Fig. 50.1
Bone and soft-tissue changes before revision surgery. As the implants fail and migrate into the supporting bone, the capsule, ligaments, and quadriceps mechanism all adapt and develop permanent changes (Reprinted with permission Whiteside [19])
Fig. 50.2
(a) Preoperative AP radiograph of a TKR with history of two previous infections. The dotted line indicates the interface between the cement spacer and bone. The medial and lateral femoral condyles are severely deficient; the medial and lateral tibial plateaus, the upper half of the fibular head, and the tibiofibular joint have been destroyed. (b) Preoperative lateral radiograph of the same knee. The anterior femoral bone stock and posterior femoral condyles have been destroyed (Reprinted with permission Whiteside [17])
50.1 Surgical Technique
The first steps made during exposure for revision TKR will determine whether the surgeon can balance the knee correctly in flexion and extension. Meticulously maintaining the quadriceps tendon, patellar tendon, and ligament attachment to bone and avoiding procedures that gain exposure by releasing ligaments from their bone attachments will determine whether a stable and flexible knee is finally achieved. If exposure is difficult, the surgeon should avoid epicondylar osteotomy, soft-tissue stripping from the tibial metaphysis, and transection of the quadriceps mechanism. Instead, tibial tubercle osteotomy combined with quadriceps splitting between the vastus intermedius and vastus medialis offers the broadest exposure with the least damage to the muscles and ligaments of the knee (Fig. 50.3a) [6, 15, 18, 20].
Fig. 50.3
(a) Exposure of the knee with minimal stripping of soft tissues. The tibial tubercle has been elevated, leaving its lateral soft-tissue attachments intact, and the interval between the vastus medialis and vastus intermedius has been split. (b).

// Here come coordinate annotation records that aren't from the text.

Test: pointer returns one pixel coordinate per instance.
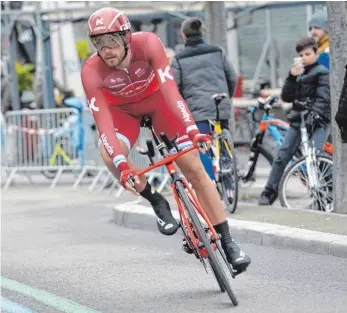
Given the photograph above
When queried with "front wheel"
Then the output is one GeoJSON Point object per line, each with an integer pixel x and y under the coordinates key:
{"type": "Point", "coordinates": [201, 234]}
{"type": "Point", "coordinates": [295, 190]}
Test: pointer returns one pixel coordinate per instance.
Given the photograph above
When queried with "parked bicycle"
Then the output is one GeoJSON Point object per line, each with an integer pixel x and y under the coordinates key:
{"type": "Point", "coordinates": [203, 242]}
{"type": "Point", "coordinates": [223, 160]}
{"type": "Point", "coordinates": [313, 171]}
{"type": "Point", "coordinates": [255, 148]}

Reattached tibial tubercle. Three 1/8-in. holes are drilled along the lateral edge of the bone segment, staggering their alignment to avoid splitting the segment. The drill bit is passed through the medial tibial metaphyseal cortex, aimed distally 30–45°. The wires are twisted down to hold the tubercle firmly in place. The lateral soft-tissue attachments augment this fixation (Reprinted with permission Whiteside [19])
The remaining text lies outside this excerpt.